Six months before Hugh Gibb, his wife Barbara, daughter Leslie and sons Barry, Maurice and Robin were scheduled to move from Manchester, England, to Brisbane, Australia, Barbara gave birth to the fourth Gibb son, Andrew Roy, on March 5, 1958.

Nine years later, the Gibb family headed back to England in search of recognition for their three older sons’ band, the Bee Gees. Moving into a two-family house in the London suburb of Hendon, the family’s routine lifestyle was soon interrupted by the Bee Gees’ first hit, "New York MiningDisaster 1941."

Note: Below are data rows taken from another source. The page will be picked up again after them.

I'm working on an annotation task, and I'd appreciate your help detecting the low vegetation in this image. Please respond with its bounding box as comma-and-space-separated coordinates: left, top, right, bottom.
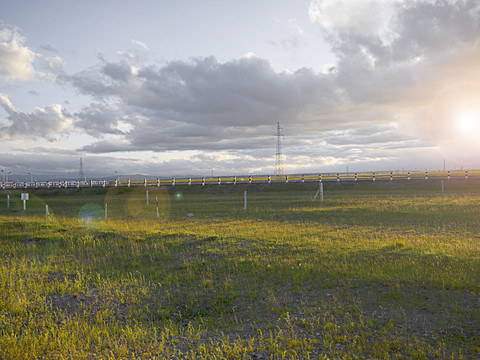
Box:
0, 180, 479, 359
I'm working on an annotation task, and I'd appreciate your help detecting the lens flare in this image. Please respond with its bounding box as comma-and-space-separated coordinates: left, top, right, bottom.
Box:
78, 203, 105, 230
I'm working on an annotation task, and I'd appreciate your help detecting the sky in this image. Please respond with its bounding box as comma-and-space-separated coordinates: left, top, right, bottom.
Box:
1, 0, 480, 179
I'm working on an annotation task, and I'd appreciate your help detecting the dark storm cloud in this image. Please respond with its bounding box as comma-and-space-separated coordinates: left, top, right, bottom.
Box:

"I was going to a little school there," Andy said. "I knew they were sort of popular in Australia before we left, but to come home from school and find five or six hundred kids in the street, around the front door, and that was going on every day. And, actually, at the point of being 10 years old, you really don’t think ‘show business,’ with the glitter and the stardom and the whole thing. I just accepted it. My brothers had to leave the house eventually". It was unheard of, what was gong on."

After three years in England, Hugh and Barbara Gibb took their youngest child and moved to the island of Ibiza, off the coast of Spain.

Older brother Barry had given Andy his first guitar. At 13, Andy made his debut at a local tourist club. Because of his age and British citizenship, he received no salary, but he began to familiarize himself with performing publicly. Andy recalled, "That’s when I met Tony Messina, my personal assistant. He got me my first gig, so to speak, playing in a wine bar to Swedish tourists, which was fun. The majority of these Swedish people, 90 per cent, were girls between 16 and 24 years old. Ah, yes. That was really fun. But I certainly became more aware vocally of what I could do and what I was suited to do, playing music." Gibb performed the current hits of the day and covered his brothers’ hits of the ‘60s and early ‘70s.

Feeling uncomfortable under the repressive Franco regime, the Gibbs left Ibiza and moved to the Isle of Man in 1973, where Andy performed at the island’s two main clubs. In 1975, brother Barry and manager Robert Stigwood suggested Andy return to Australia to gain greater attention for his music. He signed with ATA Records and released one song, "Words and Music." It became a huge Australian hit.

On the other side of the world, Stigwood and the Gibb family were impressed with 18-year-old Andy’s instant success and summoned him to North America. In Stigwood’s Bermuda home, Andy signed a contract and started writing songs for his first RSO album.

"It was Barry who came up with the tune ‘I Just Want To Be Your Everything,’" Andy is reported saying in "The Top Ten" by Bob Gilbert and Gary Theroux. "We needed a single and locked ourselves in a bedroom at (Stigwood’s) big estate. I think we wound up writing four songs in two days. The first day we came up with a nice ballad that was never used. Then, that afternoon, on his own, Barry came up with ‘I Just Want To Be Your Everything.’"

During this Bermuda writing session, Barry and Andy also wrote "(Love Is) Thicker Than Water," which Stigwood wanted to issue as the first single. Three days before the scheduled release date he changed his mind and put out "I Just Want To Be Your Everything." It was the lowest-ranking new entry on the Hot 100 the week of April 23, 1977, debuting at number 88. Ascending slowly, it made number one 14 weeks later. After three weeks it submitted to the Emotions’ "Best of My Love." Dipping to two and then three, it made a startling return to the top four weeks after beginning its chart descent.